- Sheridan Location within the state of South Dakota
- Coordinates: 43°58′37″N 103°28′14″W﻿ / ﻿43.9769321°N 103.4704676°W
- Country: United States
- State: South Dakota
- County: Pennington
- Founded: 1875
- Named after: Philip Sheridan
- Elevation: 4,626 ft (1,410 m)
- Time zone: UTC-7 (Mountain Standard Time (MST))
- • Summer (DST): UTC-6 (MDT)
- GNIS feature ID: 1264593

= Sheridan, South Dakota =

Sheridan, originally called Golden City, was an early mining camp in Pennington County, South Dakota, United States. It was the first county seat of Pennington County, from 1877 to 1878. It is now submerged under Sheridan Lake.

==History==

===Founding and growth===
Sheridan began as a gold mining camp in the Black Hills, was laid out in the spring of 1875, and was originally called Golden City. It is the third-oldest camp in the Black Hills. There were several mines in the area, including: the Queen Bee, J.R., Blue Lead and Calumet. One of the first rich placers was found there in 1875. That October, $3,000 worth of gold was taken out by placer miners. By February 1876, Golden City had several residents, four stores, and many houses. A stage line connecting Deadwood to Denver ran through the town, leading to more growth. In 1877, the town was renamed in honor of Philip Sheridan. It became the temporary county seat of Pennington County; the courthouse was built by the citizens in late 1877 and that October, held the first term of the U.S. Circuit Court west of the Missouri River.
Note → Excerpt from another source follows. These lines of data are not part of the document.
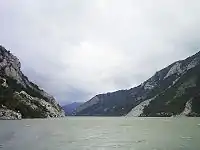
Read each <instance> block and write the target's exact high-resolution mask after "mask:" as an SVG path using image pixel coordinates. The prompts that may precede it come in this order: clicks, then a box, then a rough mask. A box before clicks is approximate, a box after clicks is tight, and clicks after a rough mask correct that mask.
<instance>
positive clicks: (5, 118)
mask: <svg viewBox="0 0 200 150" xmlns="http://www.w3.org/2000/svg"><path fill="white" fill-rule="evenodd" d="M20 68H21V64H20V62H19V59H18V58H17V57H15V56H14V55H12V54H11V53H10V52H9V51H7V50H6V49H5V48H4V47H2V46H0V119H21V118H46V117H62V116H64V111H63V110H62V108H61V107H60V106H59V105H58V103H57V102H56V101H55V99H54V98H53V97H52V96H50V95H49V94H48V93H46V92H45V91H43V90H41V89H40V88H39V87H38V86H37V85H35V84H34V83H32V82H30V81H29V80H28V78H27V77H26V76H25V75H24V74H23V73H22V72H21V70H20Z"/></svg>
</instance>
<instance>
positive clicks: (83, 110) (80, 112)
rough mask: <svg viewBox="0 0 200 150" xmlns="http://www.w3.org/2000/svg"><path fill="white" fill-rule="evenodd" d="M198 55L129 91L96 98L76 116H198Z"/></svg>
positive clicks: (101, 96)
mask: <svg viewBox="0 0 200 150" xmlns="http://www.w3.org/2000/svg"><path fill="white" fill-rule="evenodd" d="M199 93H200V53H197V54H195V55H193V56H191V57H189V58H187V59H185V60H181V61H177V62H175V63H173V64H171V65H169V66H168V67H166V68H164V69H162V70H160V71H158V72H156V73H155V75H154V76H152V77H151V78H150V79H148V80H147V81H145V82H143V83H142V84H140V85H139V86H137V87H134V88H131V89H129V90H121V91H116V92H113V93H107V94H100V95H96V96H95V97H94V98H92V99H91V100H89V101H87V102H86V103H85V104H83V105H81V106H80V107H79V108H77V111H76V115H86V116H87V115H92V116H99V115H101V116H124V115H127V114H128V115H127V116H175V115H186V116H200V100H199V99H200V94H199Z"/></svg>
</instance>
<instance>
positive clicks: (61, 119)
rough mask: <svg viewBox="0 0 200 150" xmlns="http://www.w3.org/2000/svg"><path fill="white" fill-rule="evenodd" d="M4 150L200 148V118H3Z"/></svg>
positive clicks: (173, 148) (3, 144) (3, 141)
mask: <svg viewBox="0 0 200 150" xmlns="http://www.w3.org/2000/svg"><path fill="white" fill-rule="evenodd" d="M0 149H2V150H112V149H115V150H116V149H119V150H200V118H131V117H126V118H125V117H67V118H63V119H43V120H42V119H33V120H13V121H3V120H2V121H0Z"/></svg>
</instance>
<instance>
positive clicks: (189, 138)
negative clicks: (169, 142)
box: [181, 136, 192, 140]
mask: <svg viewBox="0 0 200 150" xmlns="http://www.w3.org/2000/svg"><path fill="white" fill-rule="evenodd" d="M181 139H185V140H192V137H190V136H188V137H187V136H182V137H181Z"/></svg>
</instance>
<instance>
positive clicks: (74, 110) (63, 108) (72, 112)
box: [62, 102, 83, 116]
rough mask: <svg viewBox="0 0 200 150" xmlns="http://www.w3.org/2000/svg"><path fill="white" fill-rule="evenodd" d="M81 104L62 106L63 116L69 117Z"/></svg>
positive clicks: (77, 103)
mask: <svg viewBox="0 0 200 150" xmlns="http://www.w3.org/2000/svg"><path fill="white" fill-rule="evenodd" d="M81 104H83V103H81V102H74V103H71V104H67V105H64V106H62V108H63V109H64V111H65V115H67V116H71V115H73V113H74V112H75V110H76V108H77V107H79V106H80V105H81Z"/></svg>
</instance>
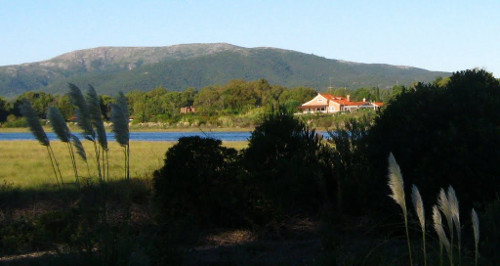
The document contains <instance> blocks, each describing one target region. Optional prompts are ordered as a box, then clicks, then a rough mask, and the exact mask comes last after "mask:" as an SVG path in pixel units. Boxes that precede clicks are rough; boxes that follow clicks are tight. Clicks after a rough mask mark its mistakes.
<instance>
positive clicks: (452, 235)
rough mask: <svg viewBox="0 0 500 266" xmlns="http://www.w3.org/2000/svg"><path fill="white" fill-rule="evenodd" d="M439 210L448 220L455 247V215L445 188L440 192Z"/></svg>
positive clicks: (451, 241) (442, 189)
mask: <svg viewBox="0 0 500 266" xmlns="http://www.w3.org/2000/svg"><path fill="white" fill-rule="evenodd" d="M437 203H438V208H439V210H441V212H442V213H443V214H444V217H445V218H446V224H447V225H448V232H449V234H450V246H451V247H453V235H454V233H453V215H452V213H451V207H450V202H449V200H448V196H447V195H446V192H445V191H444V189H443V188H441V189H440V190H439V195H438V201H437ZM450 259H451V261H452V262H453V250H452V252H451V257H450Z"/></svg>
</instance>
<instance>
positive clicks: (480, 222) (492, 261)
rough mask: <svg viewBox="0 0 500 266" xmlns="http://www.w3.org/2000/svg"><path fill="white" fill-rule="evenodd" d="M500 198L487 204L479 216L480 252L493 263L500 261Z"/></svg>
mask: <svg viewBox="0 0 500 266" xmlns="http://www.w3.org/2000/svg"><path fill="white" fill-rule="evenodd" d="M499 221H500V199H496V200H495V201H493V202H491V203H489V204H487V205H486V208H485V210H484V212H482V213H481V214H480V218H479V231H480V233H479V234H480V241H479V253H480V254H482V256H484V257H485V259H486V260H487V261H489V262H491V263H493V262H494V261H497V262H498V261H500V254H499V253H498V251H499V250H500V224H499Z"/></svg>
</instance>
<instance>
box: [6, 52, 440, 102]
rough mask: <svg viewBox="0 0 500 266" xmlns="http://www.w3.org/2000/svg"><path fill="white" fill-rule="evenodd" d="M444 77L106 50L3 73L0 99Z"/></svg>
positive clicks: (15, 65)
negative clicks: (230, 80)
mask: <svg viewBox="0 0 500 266" xmlns="http://www.w3.org/2000/svg"><path fill="white" fill-rule="evenodd" d="M438 76H449V73H445V72H431V71H427V70H423V69H418V68H412V67H398V66H390V65H382V64H359V63H352V62H345V61H339V60H332V59H326V58H323V57H319V56H315V55H310V54H304V53H300V52H295V51H289V50H282V49H275V48H243V47H238V46H233V45H229V44H190V45H176V46H169V47H101V48H94V49H88V50H81V51H75V52H71V53H68V54H64V55H61V56H58V57H55V58H53V59H50V60H47V61H43V62H38V63H30V64H22V65H15V66H5V67H0V95H2V96H4V97H10V98H12V97H15V96H18V95H20V94H22V93H24V92H26V91H30V90H40V91H43V92H50V93H54V94H55V93H62V92H64V91H65V89H66V84H67V83H74V84H76V85H78V86H86V85H87V84H89V83H90V84H93V85H94V86H95V87H96V88H98V93H100V94H109V95H113V94H116V93H117V92H118V91H124V92H129V91H132V90H139V91H147V90H150V89H151V88H155V87H159V86H162V87H165V88H169V89H170V90H173V91H182V90H185V89H186V88H189V87H194V88H196V89H201V88H203V87H206V86H210V85H213V84H225V83H227V82H229V81H230V80H233V79H245V80H256V79H261V78H263V79H266V80H268V81H269V82H270V83H273V84H279V85H281V86H287V87H292V86H304V87H313V88H326V87H328V86H331V85H333V86H335V87H346V88H350V89H354V88H359V87H375V86H376V87H381V88H385V87H392V86H393V85H394V84H401V85H409V84H411V83H412V82H415V81H422V82H429V81H432V80H434V79H435V78H436V77H438Z"/></svg>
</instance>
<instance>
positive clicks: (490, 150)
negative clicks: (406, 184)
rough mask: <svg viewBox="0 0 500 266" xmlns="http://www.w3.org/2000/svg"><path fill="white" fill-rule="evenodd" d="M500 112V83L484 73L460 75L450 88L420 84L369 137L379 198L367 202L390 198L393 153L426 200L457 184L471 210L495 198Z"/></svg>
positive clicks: (375, 177) (368, 145)
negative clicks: (389, 171)
mask: <svg viewBox="0 0 500 266" xmlns="http://www.w3.org/2000/svg"><path fill="white" fill-rule="evenodd" d="M499 108H500V83H499V82H498V80H496V79H495V78H494V77H493V76H492V75H491V74H490V73H487V72H486V71H484V70H467V71H462V72H457V73H454V74H453V75H452V76H451V77H450V81H449V82H448V83H447V84H446V86H445V87H440V86H437V84H422V83H419V84H416V85H415V86H414V88H413V89H408V90H405V91H404V92H402V93H401V94H400V95H398V96H396V98H395V99H393V100H392V101H391V102H390V104H388V106H386V108H385V110H384V111H383V112H382V114H381V115H380V117H379V118H377V119H376V120H375V125H374V126H373V127H372V128H371V129H370V131H369V134H368V136H367V137H366V141H367V150H366V151H365V153H366V155H367V156H368V159H369V162H370V169H371V177H369V178H367V179H366V186H368V187H371V188H372V190H371V191H372V193H374V194H376V195H372V196H369V195H367V198H370V199H371V201H372V202H384V201H385V200H386V198H387V197H386V196H385V195H386V194H387V189H386V188H384V187H383V185H384V180H383V179H385V176H386V171H387V170H386V162H385V160H386V158H387V156H388V154H389V152H392V153H393V154H394V156H395V157H397V158H398V163H399V164H400V166H401V169H402V171H403V172H404V174H405V181H406V183H407V184H415V185H417V186H418V187H419V188H420V192H421V194H422V197H423V198H424V199H425V198H428V199H432V198H435V195H437V193H438V192H439V188H441V187H447V186H448V185H452V186H453V187H454V188H455V189H456V191H457V194H460V195H462V196H461V205H463V206H464V207H466V208H470V207H472V204H473V202H475V201H477V202H483V203H485V202H488V201H490V200H493V199H494V198H495V197H497V195H498V191H500V182H499V179H498V176H500V166H498V161H499V160H500V137H499V136H500V127H499V126H498V125H500V112H498V109H499ZM376 199H380V200H376ZM428 202H431V201H428Z"/></svg>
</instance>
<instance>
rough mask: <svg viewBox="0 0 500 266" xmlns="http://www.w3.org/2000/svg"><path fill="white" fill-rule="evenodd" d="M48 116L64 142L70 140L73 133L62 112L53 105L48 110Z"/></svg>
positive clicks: (47, 112)
mask: <svg viewBox="0 0 500 266" xmlns="http://www.w3.org/2000/svg"><path fill="white" fill-rule="evenodd" d="M47 117H48V118H49V120H50V124H51V125H52V128H53V129H54V133H56V135H57V137H58V138H59V139H60V140H61V141H62V142H69V141H70V135H71V133H70V131H69V128H68V126H67V125H66V121H65V120H64V117H63V116H62V114H61V112H60V111H59V110H58V109H57V108H55V107H52V106H51V107H49V111H48V112H47Z"/></svg>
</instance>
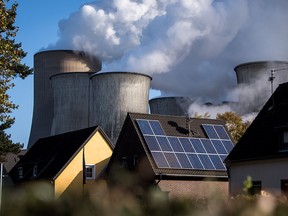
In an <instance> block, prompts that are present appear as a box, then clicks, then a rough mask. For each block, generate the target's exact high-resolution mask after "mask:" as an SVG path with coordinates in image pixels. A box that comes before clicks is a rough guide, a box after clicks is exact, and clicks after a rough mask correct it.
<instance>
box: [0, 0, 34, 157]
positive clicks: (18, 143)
mask: <svg viewBox="0 0 288 216" xmlns="http://www.w3.org/2000/svg"><path fill="white" fill-rule="evenodd" d="M17 6H18V4H17V3H16V2H14V3H9V0H1V1H0V161H3V160H4V157H5V155H6V154H7V153H9V152H12V153H18V152H19V150H20V148H21V145H20V143H13V141H12V140H11V135H9V134H7V133H6V131H5V130H6V129H8V128H10V127H11V126H12V125H13V123H14V121H15V119H14V118H12V117H11V113H12V111H13V110H14V109H17V108H18V106H17V105H16V104H14V103H13V102H12V101H11V100H10V96H9V94H8V90H10V89H11V88H13V87H14V85H15V84H14V82H13V80H14V79H15V78H17V77H20V78H22V79H24V78H26V77H27V76H28V75H30V74H32V69H30V68H29V67H28V66H27V65H26V64H22V63H21V60H22V59H23V58H24V57H25V56H26V55H27V53H25V52H24V50H23V49H22V48H21V46H22V45H21V43H16V42H15V37H16V34H17V32H18V30H19V28H18V27H16V26H15V24H14V23H15V18H16V15H17V13H16V9H17Z"/></svg>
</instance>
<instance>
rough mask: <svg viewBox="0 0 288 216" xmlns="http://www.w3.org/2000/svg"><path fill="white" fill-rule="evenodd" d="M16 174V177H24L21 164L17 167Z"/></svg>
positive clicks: (20, 178) (22, 167) (18, 177)
mask: <svg viewBox="0 0 288 216" xmlns="http://www.w3.org/2000/svg"><path fill="white" fill-rule="evenodd" d="M17 174H18V179H23V178H24V170H23V167H22V166H19V167H17Z"/></svg>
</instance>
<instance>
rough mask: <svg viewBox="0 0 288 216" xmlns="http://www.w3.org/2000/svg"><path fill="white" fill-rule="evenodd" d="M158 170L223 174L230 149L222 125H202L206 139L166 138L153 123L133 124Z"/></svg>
mask: <svg viewBox="0 0 288 216" xmlns="http://www.w3.org/2000/svg"><path fill="white" fill-rule="evenodd" d="M137 123H138V126H139V128H140V130H141V132H142V134H143V136H144V139H145V142H146V144H147V147H148V149H149V150H150V152H151V155H152V157H153V159H154V161H155V163H156V165H157V167H158V168H169V169H196V170H219V171H225V170H226V167H225V165H224V163H223V161H224V159H225V158H226V157H227V155H228V154H229V152H230V151H231V150H232V148H233V147H234V145H233V143H232V141H231V140H230V137H229V135H228V133H227V132H226V129H225V128H224V127H223V125H212V124H204V125H202V126H203V129H204V130H205V132H206V134H207V137H208V138H195V137H177V136H166V134H165V133H164V130H163V128H162V127H161V124H160V122H159V121H157V120H143V119H139V120H137Z"/></svg>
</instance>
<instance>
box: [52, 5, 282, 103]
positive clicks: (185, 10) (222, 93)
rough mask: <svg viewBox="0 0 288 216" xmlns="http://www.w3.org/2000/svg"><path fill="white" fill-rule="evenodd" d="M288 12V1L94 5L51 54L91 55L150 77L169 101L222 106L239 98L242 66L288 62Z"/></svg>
mask: <svg viewBox="0 0 288 216" xmlns="http://www.w3.org/2000/svg"><path fill="white" fill-rule="evenodd" d="M104 2H105V3H104ZM287 9H288V2H287V1H286V0H276V1H273V2H272V1H269V0H254V1H248V0H241V1H228V0H214V1H213V0H194V1H189V0H177V1H176V0H114V1H109V2H107V1H103V2H102V4H100V3H99V1H97V2H96V1H95V2H92V3H89V4H85V5H83V6H82V7H81V8H80V10H79V11H76V12H74V13H72V14H71V15H70V16H69V18H67V19H65V20H61V21H60V22H59V40H58V41H57V42H56V43H55V44H53V45H51V46H49V47H48V48H60V49H63V48H64V49H79V50H85V51H87V52H89V53H91V54H93V55H97V56H98V57H99V58H101V59H102V60H103V64H104V67H103V68H104V69H105V70H115V71H119V70H127V71H135V72H141V73H146V74H149V75H151V76H152V77H153V80H152V88H154V89H158V90H161V91H162V92H163V94H166V95H167V94H170V95H176V96H189V97H192V98H202V100H203V101H209V102H214V101H218V102H219V101H223V100H227V99H229V100H230V99H231V95H233V94H229V93H230V92H231V91H240V90H239V89H238V90H235V88H236V86H237V83H236V76H235V72H234V71H233V68H234V67H235V66H236V65H238V64H241V63H244V62H249V61H255V60H257V61H258V60H284V61H285V60H287V59H288V43H287V38H288V26H287V25H286V20H288V14H287V13H286V11H287Z"/></svg>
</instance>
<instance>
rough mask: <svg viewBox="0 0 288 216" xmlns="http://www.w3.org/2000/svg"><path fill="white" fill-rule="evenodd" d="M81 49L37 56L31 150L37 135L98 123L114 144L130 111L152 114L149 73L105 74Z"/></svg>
mask: <svg viewBox="0 0 288 216" xmlns="http://www.w3.org/2000/svg"><path fill="white" fill-rule="evenodd" d="M100 70H101V62H100V61H99V59H97V58H96V57H91V56H89V55H87V54H85V53H83V52H76V51H75V52H74V51H71V50H55V51H44V52H40V53H37V54H35V55H34V71H35V73H34V111H33V119H32V126H31V132H30V138H29V143H28V148H30V147H31V146H32V145H33V144H34V143H35V142H36V141H37V140H38V139H39V138H43V137H49V136H52V135H57V134H61V133H65V132H70V131H75V130H80V129H84V128H87V127H91V126H96V125H98V126H100V127H101V128H102V129H103V130H104V131H105V133H106V134H107V135H108V137H109V138H110V139H111V141H112V142H113V143H116V140H117V138H118V135H119V133H120V130H121V128H122V125H123V123H124V120H125V117H126V115H127V112H139V113H148V112H149V107H148V100H149V90H150V82H151V77H150V76H147V75H144V74H140V73H135V72H105V73H99V74H98V73H97V72H99V71H100Z"/></svg>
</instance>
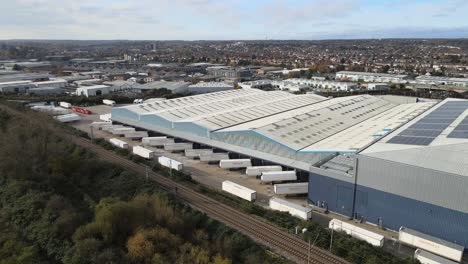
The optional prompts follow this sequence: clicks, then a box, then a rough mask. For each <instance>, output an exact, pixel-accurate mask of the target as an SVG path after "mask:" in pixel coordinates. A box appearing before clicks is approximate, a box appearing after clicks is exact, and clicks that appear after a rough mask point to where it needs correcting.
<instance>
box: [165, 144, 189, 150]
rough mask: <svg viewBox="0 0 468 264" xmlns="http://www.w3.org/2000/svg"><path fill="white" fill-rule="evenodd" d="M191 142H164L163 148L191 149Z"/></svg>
mask: <svg viewBox="0 0 468 264" xmlns="http://www.w3.org/2000/svg"><path fill="white" fill-rule="evenodd" d="M192 148H193V143H167V144H164V150H168V151H185V150H186V149H192Z"/></svg>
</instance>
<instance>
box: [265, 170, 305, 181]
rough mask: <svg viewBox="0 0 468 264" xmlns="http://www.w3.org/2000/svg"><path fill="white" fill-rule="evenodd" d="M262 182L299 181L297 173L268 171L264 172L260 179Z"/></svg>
mask: <svg viewBox="0 0 468 264" xmlns="http://www.w3.org/2000/svg"><path fill="white" fill-rule="evenodd" d="M260 180H261V181H262V182H264V183H265V182H279V181H295V180H297V175H296V171H267V172H262V176H261V177H260Z"/></svg>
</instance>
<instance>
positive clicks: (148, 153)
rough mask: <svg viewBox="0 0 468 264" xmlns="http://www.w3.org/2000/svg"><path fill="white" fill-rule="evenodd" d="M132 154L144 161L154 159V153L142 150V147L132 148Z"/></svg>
mask: <svg viewBox="0 0 468 264" xmlns="http://www.w3.org/2000/svg"><path fill="white" fill-rule="evenodd" d="M132 152H133V154H135V155H138V156H140V157H142V158H145V159H153V158H154V151H152V150H150V149H147V148H144V147H140V146H135V147H133V148H132Z"/></svg>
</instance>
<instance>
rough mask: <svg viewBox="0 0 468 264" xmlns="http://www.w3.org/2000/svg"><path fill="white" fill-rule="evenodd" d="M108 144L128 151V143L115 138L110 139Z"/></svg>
mask: <svg viewBox="0 0 468 264" xmlns="http://www.w3.org/2000/svg"><path fill="white" fill-rule="evenodd" d="M109 142H110V143H111V144H112V145H114V146H116V147H119V148H123V149H128V143H127V142H125V141H123V140H120V139H117V138H111V139H109Z"/></svg>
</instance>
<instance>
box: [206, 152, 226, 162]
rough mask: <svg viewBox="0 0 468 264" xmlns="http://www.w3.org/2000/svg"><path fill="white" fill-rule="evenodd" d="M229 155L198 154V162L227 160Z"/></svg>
mask: <svg viewBox="0 0 468 264" xmlns="http://www.w3.org/2000/svg"><path fill="white" fill-rule="evenodd" d="M228 159H229V154H228V153H213V154H208V155H204V154H200V161H206V162H217V161H220V160H228Z"/></svg>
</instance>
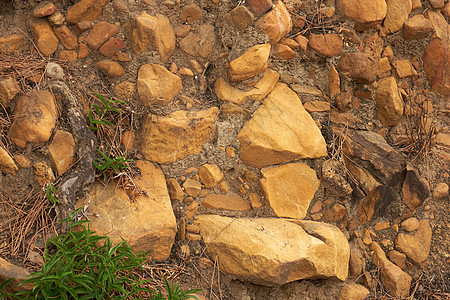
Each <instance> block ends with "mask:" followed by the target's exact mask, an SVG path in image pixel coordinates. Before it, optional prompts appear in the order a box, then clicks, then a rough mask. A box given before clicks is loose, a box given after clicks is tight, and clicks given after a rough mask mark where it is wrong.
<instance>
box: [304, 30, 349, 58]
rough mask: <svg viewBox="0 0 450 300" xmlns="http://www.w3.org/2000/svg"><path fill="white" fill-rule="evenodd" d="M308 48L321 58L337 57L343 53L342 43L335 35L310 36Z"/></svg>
mask: <svg viewBox="0 0 450 300" xmlns="http://www.w3.org/2000/svg"><path fill="white" fill-rule="evenodd" d="M308 46H309V48H311V49H312V50H314V51H316V52H317V53H319V54H320V55H323V56H339V55H341V54H342V52H343V51H344V42H343V40H342V38H341V36H340V35H339V34H337V33H328V34H311V35H310V36H309V44H308Z"/></svg>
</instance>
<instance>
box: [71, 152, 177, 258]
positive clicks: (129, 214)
mask: <svg viewBox="0 0 450 300" xmlns="http://www.w3.org/2000/svg"><path fill="white" fill-rule="evenodd" d="M136 166H137V167H138V168H139V169H140V173H141V175H140V176H137V177H135V178H133V181H134V183H135V184H136V185H137V186H138V187H139V188H140V189H141V190H142V191H145V192H146V193H147V195H149V196H145V195H138V196H136V199H135V201H130V198H129V196H128V195H127V193H126V192H125V191H124V190H123V189H121V188H119V187H118V186H117V182H115V181H111V182H110V183H109V184H108V185H107V186H106V187H105V186H104V185H103V184H101V183H96V184H95V185H94V186H93V187H92V189H91V193H90V199H91V202H90V205H89V212H92V213H93V214H98V217H97V218H92V219H91V222H90V223H89V225H90V228H91V229H92V230H95V231H97V234H99V235H108V236H109V238H110V239H111V241H112V242H113V243H114V244H116V243H118V242H121V241H122V238H124V239H125V240H126V241H127V242H128V243H129V244H130V246H131V248H133V250H134V251H150V250H152V252H150V256H152V257H153V258H154V259H155V260H166V259H167V258H169V255H170V251H171V249H172V245H173V243H174V240H175V234H176V231H177V224H176V220H175V216H174V214H173V211H172V205H171V203H170V198H169V193H168V192H167V187H166V180H165V178H164V174H163V173H162V171H161V170H160V169H158V168H156V167H155V166H154V165H153V164H152V163H150V162H147V161H137V162H136ZM87 201H88V199H80V200H79V201H77V207H82V206H84V204H85V202H87Z"/></svg>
===Decline and abandonment===
The circuit court later moved to Deadwood and the stage line changed course. In 1878, the county seat moved to Rapid City. In the mid-1880s, the town caught fire, and many buildings were destroyed. By 1920, there were only 10 residents in Sheridan, and the nearby mines were quickly failing. Eventually, Sheridan became a ghost town. In 1939, Spring Creek was dammed and Sheridan was submerged under the new Sheridan Lake.

The only thing that remains of Sheridan is a one-story house that was moved 6 mi to the south just before the creek was dammed, on the edge of a small meadow. This house once belonged to Johnny and Kit Good and had 12 outside doors.

==Geography==
Sheridan is located in the Black Hills of Pennington County, South Dakota. It is 8 mi north of Hill City, along U.S. Route 385. Sheridan is submerged approximately 20 ft below the surface of Sheridan Lake. Spring Creek empties into the north end of Sheridan Lake. The Good house is located on the east side of U.S. 385, six miles south of the lake and 1.5 mi north of Hill City.